As a basis for comparison, we first applied controlled trypsinolysis to alpha 1 expressed in Xenopus oocytes with beta 1 or beta HK. Figure 4, A and C, shows that alpha 1, coexpressed with beta 1, produced ~20% trypsin-resistant alpha -subunits at a trypsin-to-protein ratio of 0.05 and in the presence of Mg2+. Addition of K+ and/or ATP increased its trypsin resistance by about twofold. The highest stability of alpha 1 was achieved when Na+ was combined with Mg2+/ATP. Ouabain influenced the overall stability of alpha 1 neither in the presence of Na+/Mg2+/ATP nor in the presence Mg2+/Tris-Pi. However, the ligand-dependent proteolytic pattern of immunoprecipitated (Fig. 4A, compare lanes 3 and 7) or nonimmunoprecipitated (compare lanes 12 and 16, lanes 11, 17, and 18) alpha 1 changed in the presence of ouabain, indicating that it delicately influences the conformational state of alpha 1/beta 1 complexes.
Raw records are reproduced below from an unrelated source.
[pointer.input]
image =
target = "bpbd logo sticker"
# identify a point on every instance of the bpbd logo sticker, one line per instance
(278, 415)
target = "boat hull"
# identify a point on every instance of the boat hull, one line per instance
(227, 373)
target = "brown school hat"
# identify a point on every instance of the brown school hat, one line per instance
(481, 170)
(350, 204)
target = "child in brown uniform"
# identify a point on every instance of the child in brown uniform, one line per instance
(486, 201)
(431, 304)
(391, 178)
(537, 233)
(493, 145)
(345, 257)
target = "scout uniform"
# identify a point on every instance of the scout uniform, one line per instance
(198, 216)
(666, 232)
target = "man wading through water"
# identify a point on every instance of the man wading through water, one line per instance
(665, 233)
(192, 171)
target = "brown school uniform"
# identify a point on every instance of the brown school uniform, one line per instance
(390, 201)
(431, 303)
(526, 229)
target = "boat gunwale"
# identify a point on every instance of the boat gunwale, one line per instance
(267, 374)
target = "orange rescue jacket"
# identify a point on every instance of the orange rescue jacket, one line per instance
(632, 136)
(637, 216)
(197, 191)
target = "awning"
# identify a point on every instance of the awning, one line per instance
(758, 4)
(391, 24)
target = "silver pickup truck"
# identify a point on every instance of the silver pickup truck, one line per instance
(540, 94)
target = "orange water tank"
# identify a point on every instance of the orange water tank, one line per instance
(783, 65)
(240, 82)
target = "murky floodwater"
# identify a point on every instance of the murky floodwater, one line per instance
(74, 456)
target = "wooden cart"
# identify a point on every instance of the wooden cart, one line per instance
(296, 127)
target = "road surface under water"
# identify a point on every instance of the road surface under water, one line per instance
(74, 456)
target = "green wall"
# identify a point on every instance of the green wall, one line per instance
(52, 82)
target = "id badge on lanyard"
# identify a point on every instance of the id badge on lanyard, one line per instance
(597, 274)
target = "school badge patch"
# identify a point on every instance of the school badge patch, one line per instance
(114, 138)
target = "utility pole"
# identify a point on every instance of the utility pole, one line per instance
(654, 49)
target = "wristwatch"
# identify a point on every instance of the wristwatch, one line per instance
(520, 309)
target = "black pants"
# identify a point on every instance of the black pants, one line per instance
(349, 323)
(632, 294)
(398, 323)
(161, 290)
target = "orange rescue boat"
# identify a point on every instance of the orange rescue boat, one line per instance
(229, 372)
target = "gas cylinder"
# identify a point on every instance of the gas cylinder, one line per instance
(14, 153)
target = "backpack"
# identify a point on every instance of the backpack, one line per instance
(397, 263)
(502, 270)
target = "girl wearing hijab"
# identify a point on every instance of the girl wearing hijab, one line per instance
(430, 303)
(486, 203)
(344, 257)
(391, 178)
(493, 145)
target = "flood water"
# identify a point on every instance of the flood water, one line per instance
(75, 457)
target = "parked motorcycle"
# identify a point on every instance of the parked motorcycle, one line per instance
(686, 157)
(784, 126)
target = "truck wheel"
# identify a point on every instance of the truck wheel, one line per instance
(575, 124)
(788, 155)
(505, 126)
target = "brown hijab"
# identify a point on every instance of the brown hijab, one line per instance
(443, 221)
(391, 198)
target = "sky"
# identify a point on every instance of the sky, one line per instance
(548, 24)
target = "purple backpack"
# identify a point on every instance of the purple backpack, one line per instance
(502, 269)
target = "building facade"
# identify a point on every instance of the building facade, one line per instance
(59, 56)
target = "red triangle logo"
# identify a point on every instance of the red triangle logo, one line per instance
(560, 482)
Association of alpha 1 with beta HK, instead of beta 1, resulted in a significant reduction in the overall trypsin resistance of alpha 1 in all ionic conditions (Fig. 4, B and C), which may be responsible for the pronounced change of ligand-dependent proteolytic patterns (compare Fig. 4, A and B). Moreover, in contrast to alpha 1 associated with beta 1, alpha 1 associated with beta HK failed to increase its trypsin resistance in response to K+ in the presence of Mg2+ (Fig. 4B, compare lanes 2 and 4, and Fig. 4C). Altogether, these results are consistent with the observed difference in K+ affinity between alpha 1/beta HK and alpha 1/beta 1 complexes (Fig. 2).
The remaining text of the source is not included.